This afternoon I settled into my chair and read N. T. Wright’s essay “New Perspectives on Paul,” in Justification in Perspective. In light of this essay I had to go back and revise my article “Is Justification Forensic?” I hope this expanded piece is a bit clearer and more helpful.
It’s hard for me to pin down my disquiet about Wright’s construal of justification. I am simply not persuaded that justification is limited to God’s forensic declaration of who belongs to Israel. I think there are good reasons to believe that the Apostle was thinking of more than that when he spoke of justification by faith. But if Wright is right, then the preaching of the justification texts in the Pauline epistles becomes much more difficult for contemporary preachers–not difficult in the sense of “this is complex material that is hard to express” but difficult in the sense of “why would I want to preach on this given my limited opportunities to preach the gospel in my congregation.” After all, the question of Gentile inclusion in the Church was resolved two millennia ago. This simply isn’t a live issue for anyone. Of course, it is important to instruct the faithful in the story of salvation, beginning with Abraham; but the preacher does not need the language of justification to do so.
Nor do I really understand why Wright keeps saying that justification is not about “becoming a Christian.” Who ever thought that? Augustine? For him justification begins with baptism and continues throughout one’s Christian life. Luther? Only if one does not recognize the decisive importance of baptism for him: Christian existence is nothing but a daily return to baptism and thus to justification. Calvin? I’ll have to defer to those who are knowledgeable in the Reformed tradition. I suspect that Wright’s evangelical roots are betraying him at this point.
Let me also say that I find Wright absolutely energizing to read. Every preacher should read his stuff. One task of preaching is locating our people within the narrative of salvation. Wright teaches us how to do so. It’s just a shame that he is not more deeply informed by the catholic tradition.
Let me also say that Bishop Tom is an absolutely delightful dinner party conversationalist. Christine and I had the privilege of dining with him at our bishop’s home in Pittsburg, Pennsylvania ten years ago. It was a wonderful evening!
Coming from a traditionalist quasi-Anabaptist community, I have found Wright’s approach to justification very helpful. Our own church has split any number of times over issues of facial hair, dress, etc. The question, in my mind, is not simply a matter of Gentile inclusion, but of inclusion period. Why wouldn’t this be relevant today, Christian division abounds? (This may be all the more present in my mind having returned from a trip to Israel, the Church of the Holy Sepulchre being a prime example of Christian division.)
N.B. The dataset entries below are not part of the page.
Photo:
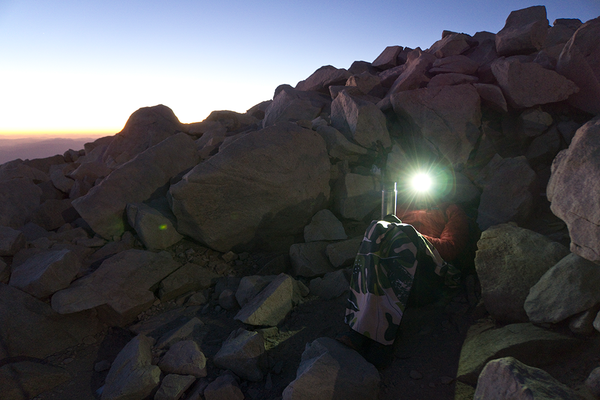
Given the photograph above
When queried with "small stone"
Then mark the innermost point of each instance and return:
(414, 374)
(101, 366)
(229, 256)
(89, 340)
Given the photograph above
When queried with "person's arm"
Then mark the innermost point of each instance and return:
(454, 237)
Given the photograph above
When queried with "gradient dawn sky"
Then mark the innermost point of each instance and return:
(84, 66)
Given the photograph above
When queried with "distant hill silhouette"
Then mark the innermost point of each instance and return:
(30, 148)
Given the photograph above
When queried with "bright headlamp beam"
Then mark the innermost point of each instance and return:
(421, 182)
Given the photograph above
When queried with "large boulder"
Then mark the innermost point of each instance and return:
(259, 191)
(529, 343)
(271, 305)
(509, 191)
(509, 261)
(568, 288)
(451, 44)
(580, 62)
(243, 353)
(19, 198)
(120, 288)
(331, 371)
(11, 241)
(339, 146)
(360, 121)
(413, 76)
(574, 190)
(524, 32)
(291, 105)
(189, 278)
(26, 379)
(46, 273)
(509, 375)
(184, 358)
(324, 77)
(155, 230)
(448, 116)
(132, 375)
(309, 259)
(145, 128)
(104, 205)
(528, 84)
(356, 196)
(324, 226)
(31, 328)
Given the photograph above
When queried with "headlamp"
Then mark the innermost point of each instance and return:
(421, 183)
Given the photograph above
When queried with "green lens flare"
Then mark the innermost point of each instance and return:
(421, 182)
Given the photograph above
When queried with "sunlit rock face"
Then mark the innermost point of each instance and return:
(574, 190)
(261, 190)
(145, 128)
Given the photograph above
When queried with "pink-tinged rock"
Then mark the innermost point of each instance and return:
(231, 120)
(580, 62)
(524, 32)
(104, 205)
(46, 273)
(258, 191)
(145, 128)
(448, 116)
(492, 96)
(11, 241)
(414, 75)
(574, 190)
(18, 169)
(90, 171)
(454, 64)
(324, 77)
(389, 76)
(451, 79)
(388, 58)
(18, 200)
(452, 44)
(360, 121)
(119, 289)
(365, 82)
(561, 31)
(528, 84)
(30, 328)
(290, 104)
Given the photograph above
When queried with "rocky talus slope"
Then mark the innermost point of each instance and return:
(211, 260)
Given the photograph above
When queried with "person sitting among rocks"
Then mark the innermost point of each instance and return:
(402, 262)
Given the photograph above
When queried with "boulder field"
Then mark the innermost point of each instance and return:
(211, 260)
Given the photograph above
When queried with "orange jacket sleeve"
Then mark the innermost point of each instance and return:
(455, 235)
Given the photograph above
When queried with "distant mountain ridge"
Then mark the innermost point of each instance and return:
(31, 148)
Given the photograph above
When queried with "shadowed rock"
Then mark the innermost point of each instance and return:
(119, 288)
(132, 375)
(509, 375)
(31, 328)
(273, 180)
(509, 261)
(104, 205)
(330, 370)
(527, 342)
(574, 190)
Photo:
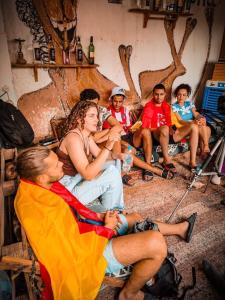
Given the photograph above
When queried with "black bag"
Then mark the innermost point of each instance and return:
(15, 131)
(167, 280)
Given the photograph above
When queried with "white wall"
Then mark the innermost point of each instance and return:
(112, 25)
(5, 68)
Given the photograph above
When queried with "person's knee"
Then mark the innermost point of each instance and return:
(113, 175)
(194, 128)
(145, 133)
(164, 131)
(156, 245)
(133, 218)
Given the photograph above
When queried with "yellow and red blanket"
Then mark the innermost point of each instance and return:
(70, 251)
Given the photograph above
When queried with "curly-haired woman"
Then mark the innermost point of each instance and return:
(87, 175)
(186, 113)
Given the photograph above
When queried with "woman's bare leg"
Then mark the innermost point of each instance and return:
(161, 134)
(193, 133)
(147, 251)
(179, 229)
(143, 136)
(204, 135)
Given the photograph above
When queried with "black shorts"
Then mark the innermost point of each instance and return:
(156, 143)
(128, 138)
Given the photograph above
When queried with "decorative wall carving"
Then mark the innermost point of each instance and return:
(58, 18)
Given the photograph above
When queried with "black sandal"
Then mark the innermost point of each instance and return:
(167, 174)
(170, 167)
(191, 220)
(147, 175)
(126, 179)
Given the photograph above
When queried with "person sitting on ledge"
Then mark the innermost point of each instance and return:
(140, 138)
(187, 114)
(76, 246)
(157, 117)
(101, 135)
(87, 176)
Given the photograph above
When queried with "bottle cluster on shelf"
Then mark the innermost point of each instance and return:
(69, 56)
(179, 6)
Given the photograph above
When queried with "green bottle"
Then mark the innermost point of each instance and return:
(91, 52)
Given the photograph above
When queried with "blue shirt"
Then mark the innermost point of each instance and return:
(184, 111)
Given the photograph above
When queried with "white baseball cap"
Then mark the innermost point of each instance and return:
(117, 90)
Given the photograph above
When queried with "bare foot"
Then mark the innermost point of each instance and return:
(183, 229)
(124, 295)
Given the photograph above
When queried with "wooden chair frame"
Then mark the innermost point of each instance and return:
(15, 257)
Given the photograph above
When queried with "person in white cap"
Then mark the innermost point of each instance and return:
(140, 138)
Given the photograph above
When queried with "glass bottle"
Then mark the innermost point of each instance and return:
(51, 50)
(66, 50)
(37, 52)
(91, 52)
(79, 51)
(128, 160)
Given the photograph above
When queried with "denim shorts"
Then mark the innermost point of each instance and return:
(114, 266)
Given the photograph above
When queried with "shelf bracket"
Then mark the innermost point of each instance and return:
(146, 18)
(35, 74)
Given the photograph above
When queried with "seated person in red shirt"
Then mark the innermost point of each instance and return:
(157, 117)
(139, 138)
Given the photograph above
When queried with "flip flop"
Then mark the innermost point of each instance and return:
(147, 296)
(191, 220)
(147, 175)
(170, 167)
(127, 180)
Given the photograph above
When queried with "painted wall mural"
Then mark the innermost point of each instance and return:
(59, 19)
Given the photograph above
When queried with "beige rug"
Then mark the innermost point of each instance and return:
(157, 200)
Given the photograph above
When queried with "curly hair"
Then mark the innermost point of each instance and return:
(78, 112)
(183, 86)
(89, 94)
(159, 86)
(30, 162)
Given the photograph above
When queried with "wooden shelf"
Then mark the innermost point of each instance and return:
(158, 15)
(35, 67)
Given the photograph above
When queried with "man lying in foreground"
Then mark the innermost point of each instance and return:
(75, 245)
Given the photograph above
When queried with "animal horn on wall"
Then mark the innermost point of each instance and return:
(125, 54)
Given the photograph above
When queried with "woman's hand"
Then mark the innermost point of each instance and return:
(113, 137)
(112, 220)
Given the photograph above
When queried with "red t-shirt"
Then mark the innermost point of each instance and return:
(156, 116)
(159, 117)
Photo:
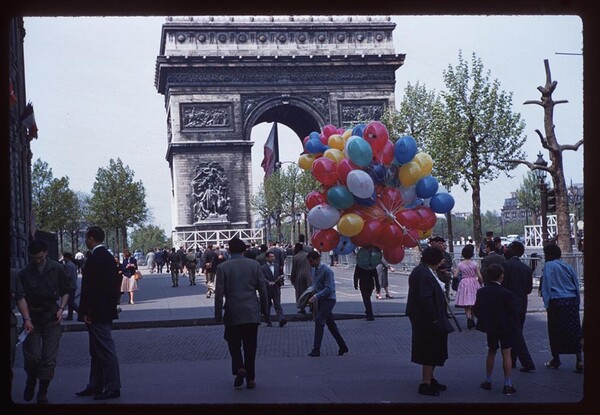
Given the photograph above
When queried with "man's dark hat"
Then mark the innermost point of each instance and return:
(237, 245)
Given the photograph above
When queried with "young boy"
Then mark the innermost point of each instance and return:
(496, 315)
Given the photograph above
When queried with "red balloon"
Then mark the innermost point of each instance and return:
(325, 239)
(411, 238)
(344, 167)
(370, 234)
(408, 218)
(376, 134)
(392, 234)
(325, 171)
(394, 255)
(427, 216)
(386, 155)
(315, 198)
(328, 130)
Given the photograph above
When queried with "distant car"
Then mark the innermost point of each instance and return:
(140, 258)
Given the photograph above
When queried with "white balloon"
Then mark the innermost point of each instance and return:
(360, 183)
(323, 216)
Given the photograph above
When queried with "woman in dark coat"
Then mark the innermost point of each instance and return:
(426, 309)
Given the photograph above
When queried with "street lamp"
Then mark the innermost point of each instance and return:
(541, 173)
(575, 196)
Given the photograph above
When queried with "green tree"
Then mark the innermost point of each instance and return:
(118, 202)
(476, 131)
(147, 237)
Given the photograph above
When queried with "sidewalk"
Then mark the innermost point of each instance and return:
(173, 356)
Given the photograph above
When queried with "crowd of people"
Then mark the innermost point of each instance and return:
(246, 282)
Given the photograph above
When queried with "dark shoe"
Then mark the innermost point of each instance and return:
(108, 395)
(438, 385)
(239, 378)
(425, 389)
(29, 389)
(88, 392)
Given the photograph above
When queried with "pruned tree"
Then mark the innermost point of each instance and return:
(555, 150)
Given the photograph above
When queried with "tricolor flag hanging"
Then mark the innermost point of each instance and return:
(28, 120)
(271, 150)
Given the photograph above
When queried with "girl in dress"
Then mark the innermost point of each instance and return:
(470, 282)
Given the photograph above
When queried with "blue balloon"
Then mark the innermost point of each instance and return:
(358, 130)
(405, 149)
(340, 197)
(426, 187)
(360, 152)
(378, 172)
(441, 202)
(345, 246)
(368, 257)
(315, 146)
(370, 201)
(315, 135)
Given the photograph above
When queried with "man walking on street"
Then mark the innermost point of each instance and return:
(238, 279)
(324, 299)
(45, 283)
(100, 294)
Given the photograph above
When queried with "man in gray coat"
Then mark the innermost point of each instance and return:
(238, 279)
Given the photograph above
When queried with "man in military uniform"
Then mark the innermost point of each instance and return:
(46, 288)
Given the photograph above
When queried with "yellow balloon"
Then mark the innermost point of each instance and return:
(425, 234)
(424, 161)
(336, 141)
(306, 160)
(409, 173)
(350, 224)
(334, 154)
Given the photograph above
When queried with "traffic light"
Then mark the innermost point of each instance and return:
(551, 201)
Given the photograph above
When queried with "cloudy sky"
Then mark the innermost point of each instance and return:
(91, 80)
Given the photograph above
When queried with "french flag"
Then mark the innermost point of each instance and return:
(271, 151)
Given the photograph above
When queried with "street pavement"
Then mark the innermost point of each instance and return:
(173, 355)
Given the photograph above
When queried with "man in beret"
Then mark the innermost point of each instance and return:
(238, 279)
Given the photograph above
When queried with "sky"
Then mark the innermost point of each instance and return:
(91, 81)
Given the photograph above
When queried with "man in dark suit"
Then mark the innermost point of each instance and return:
(367, 280)
(100, 293)
(238, 280)
(518, 279)
(274, 278)
(496, 315)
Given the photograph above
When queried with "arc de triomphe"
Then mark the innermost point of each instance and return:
(221, 75)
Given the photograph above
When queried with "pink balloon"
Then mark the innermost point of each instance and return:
(376, 134)
(344, 167)
(325, 239)
(324, 170)
(329, 129)
(315, 198)
(386, 155)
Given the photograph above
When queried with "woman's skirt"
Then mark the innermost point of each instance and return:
(564, 326)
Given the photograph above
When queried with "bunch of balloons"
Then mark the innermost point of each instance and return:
(375, 194)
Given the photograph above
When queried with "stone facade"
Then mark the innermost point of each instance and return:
(222, 75)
As to his focus on the forensic aspect, I too am not sure I’m following. But perhaps one advantage of maintaining the forensic and declarative aspect of justification a short distance apart from the transformative in our theological language is that the importance of remaining united in Christ can be emphasized even when theosis seems to be lacking.
That being said, I do believe John Burnett’s comments on the previous post communicate a Wright approach to the question better than I could.
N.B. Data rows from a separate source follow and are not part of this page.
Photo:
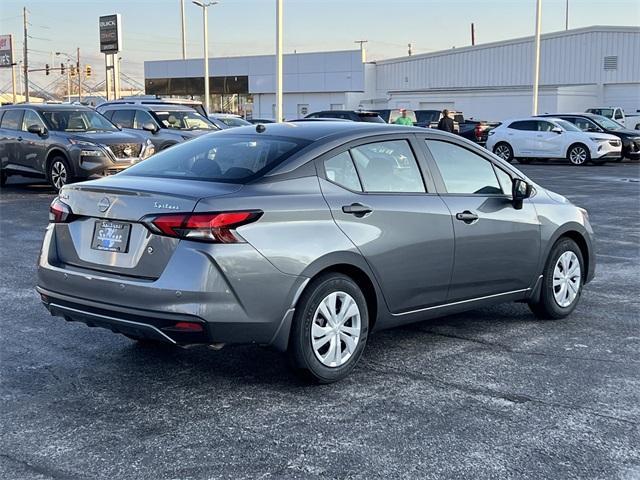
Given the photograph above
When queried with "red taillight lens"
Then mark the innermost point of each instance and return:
(59, 212)
(204, 227)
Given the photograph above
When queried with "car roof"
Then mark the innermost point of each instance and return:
(47, 106)
(313, 131)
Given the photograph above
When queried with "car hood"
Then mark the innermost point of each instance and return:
(107, 138)
(625, 132)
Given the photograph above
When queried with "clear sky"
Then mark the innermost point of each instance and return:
(151, 28)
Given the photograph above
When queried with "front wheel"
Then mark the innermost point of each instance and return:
(578, 155)
(504, 151)
(561, 282)
(330, 328)
(59, 173)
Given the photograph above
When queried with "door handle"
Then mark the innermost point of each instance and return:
(467, 217)
(357, 209)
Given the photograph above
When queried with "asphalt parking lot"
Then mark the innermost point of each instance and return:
(492, 393)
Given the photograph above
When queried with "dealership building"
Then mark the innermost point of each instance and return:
(584, 67)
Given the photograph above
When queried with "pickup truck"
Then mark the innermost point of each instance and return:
(628, 120)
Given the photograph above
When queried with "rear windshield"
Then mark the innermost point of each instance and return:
(219, 158)
(370, 117)
(184, 120)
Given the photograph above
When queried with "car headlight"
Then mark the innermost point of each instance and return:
(149, 149)
(82, 143)
(91, 153)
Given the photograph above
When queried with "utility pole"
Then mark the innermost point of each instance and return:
(279, 112)
(362, 50)
(79, 75)
(25, 58)
(536, 64)
(184, 39)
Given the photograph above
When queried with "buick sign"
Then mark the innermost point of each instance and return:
(110, 33)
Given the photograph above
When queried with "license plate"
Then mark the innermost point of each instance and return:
(110, 236)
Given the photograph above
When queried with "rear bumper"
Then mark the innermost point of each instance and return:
(234, 293)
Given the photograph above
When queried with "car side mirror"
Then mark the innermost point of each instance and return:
(37, 129)
(150, 127)
(520, 190)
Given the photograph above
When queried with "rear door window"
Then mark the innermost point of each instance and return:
(341, 170)
(388, 167)
(31, 118)
(142, 117)
(124, 118)
(462, 171)
(528, 125)
(11, 119)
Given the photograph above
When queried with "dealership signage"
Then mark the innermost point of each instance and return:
(6, 51)
(110, 33)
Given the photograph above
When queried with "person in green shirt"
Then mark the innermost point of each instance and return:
(403, 119)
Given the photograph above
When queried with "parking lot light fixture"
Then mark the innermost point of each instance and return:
(205, 6)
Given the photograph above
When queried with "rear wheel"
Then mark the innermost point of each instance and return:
(561, 281)
(578, 155)
(329, 330)
(59, 173)
(504, 151)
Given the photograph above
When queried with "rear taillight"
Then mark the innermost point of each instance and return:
(204, 227)
(59, 212)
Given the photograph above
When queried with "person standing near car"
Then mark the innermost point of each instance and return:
(446, 123)
(403, 119)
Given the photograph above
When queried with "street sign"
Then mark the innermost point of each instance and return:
(6, 51)
(110, 33)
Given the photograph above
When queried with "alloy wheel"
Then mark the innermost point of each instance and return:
(335, 330)
(58, 175)
(578, 155)
(567, 276)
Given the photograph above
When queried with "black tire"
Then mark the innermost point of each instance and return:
(578, 154)
(302, 356)
(504, 151)
(56, 166)
(547, 307)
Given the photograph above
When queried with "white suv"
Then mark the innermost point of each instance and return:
(528, 138)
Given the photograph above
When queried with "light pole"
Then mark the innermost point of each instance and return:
(536, 62)
(204, 6)
(279, 112)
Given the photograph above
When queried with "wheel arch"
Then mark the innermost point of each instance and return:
(575, 144)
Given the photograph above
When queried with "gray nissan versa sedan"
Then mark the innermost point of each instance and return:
(308, 236)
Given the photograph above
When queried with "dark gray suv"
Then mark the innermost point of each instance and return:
(308, 236)
(64, 143)
(164, 124)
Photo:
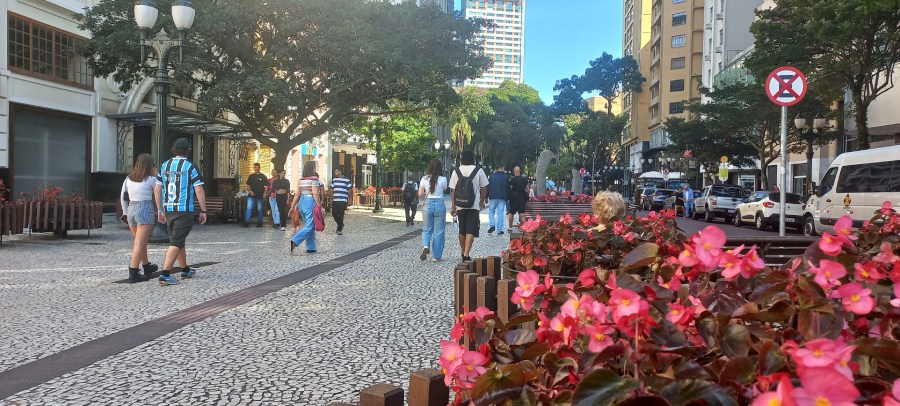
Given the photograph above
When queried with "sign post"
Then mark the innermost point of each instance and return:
(785, 86)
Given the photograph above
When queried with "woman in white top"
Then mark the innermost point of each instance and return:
(140, 214)
(434, 213)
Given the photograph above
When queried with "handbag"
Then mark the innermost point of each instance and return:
(318, 218)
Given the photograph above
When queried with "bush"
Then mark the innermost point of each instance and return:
(698, 326)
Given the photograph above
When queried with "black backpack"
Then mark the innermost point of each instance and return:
(464, 193)
(409, 192)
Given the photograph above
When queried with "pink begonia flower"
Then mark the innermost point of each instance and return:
(780, 397)
(830, 244)
(856, 299)
(625, 301)
(868, 272)
(731, 264)
(601, 336)
(709, 245)
(471, 367)
(842, 230)
(679, 315)
(825, 387)
(818, 353)
(828, 273)
(528, 281)
(587, 277)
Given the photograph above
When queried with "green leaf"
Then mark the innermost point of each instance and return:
(601, 388)
(642, 255)
(771, 358)
(684, 392)
(740, 370)
(496, 386)
(734, 341)
(779, 312)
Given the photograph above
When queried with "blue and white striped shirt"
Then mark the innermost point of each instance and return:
(341, 189)
(178, 176)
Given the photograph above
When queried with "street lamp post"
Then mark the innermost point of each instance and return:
(145, 15)
(810, 136)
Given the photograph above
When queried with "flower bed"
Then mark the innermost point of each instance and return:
(676, 320)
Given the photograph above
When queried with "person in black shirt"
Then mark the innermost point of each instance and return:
(259, 190)
(518, 195)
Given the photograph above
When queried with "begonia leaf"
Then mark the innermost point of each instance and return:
(602, 387)
(642, 255)
(740, 370)
(734, 341)
(683, 392)
(493, 387)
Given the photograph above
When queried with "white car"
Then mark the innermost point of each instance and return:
(762, 209)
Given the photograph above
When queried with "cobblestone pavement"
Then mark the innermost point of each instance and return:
(372, 321)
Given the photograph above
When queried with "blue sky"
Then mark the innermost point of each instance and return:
(562, 36)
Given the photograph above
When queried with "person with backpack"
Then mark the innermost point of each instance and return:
(497, 198)
(468, 186)
(410, 200)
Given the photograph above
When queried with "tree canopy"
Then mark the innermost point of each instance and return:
(852, 44)
(293, 69)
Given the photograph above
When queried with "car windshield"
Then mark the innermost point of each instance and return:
(727, 192)
(791, 198)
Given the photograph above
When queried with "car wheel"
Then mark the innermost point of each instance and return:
(760, 223)
(809, 227)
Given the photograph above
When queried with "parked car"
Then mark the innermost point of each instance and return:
(856, 184)
(763, 209)
(658, 199)
(717, 201)
(645, 198)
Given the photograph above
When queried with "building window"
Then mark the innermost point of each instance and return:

As Father has said, it was a wonderful evening. A couple of dozen priests & wives from the diocese were present, and there was much gentle jockeying for place going on in order to speak to Bishop Wright. When the time came to sit down to dinner I found, to my utter surprise (and Fr. Aiden’s chagrin–he ended up at another table), that I was seated not only at Bishop Wright’s table but at his right hand! Here I was sitting amongst eager theologians trying to use this opportunity to clear up issues for themselves or, I must sadly admit, call attention to their own brilliance. I tried to be gracious and look like I knew what they were talking about. At one point, however, something was said (I wish I could remember what it was) that struck home with me and I made an authoritative and passionate comment on the subject. Bishop Wright turned to me with a wide smile and said, “That’s exactly it! You’ve hit the nail right on the head!”. I wisely remained mute for the rest of the dinner – at least on theological matters.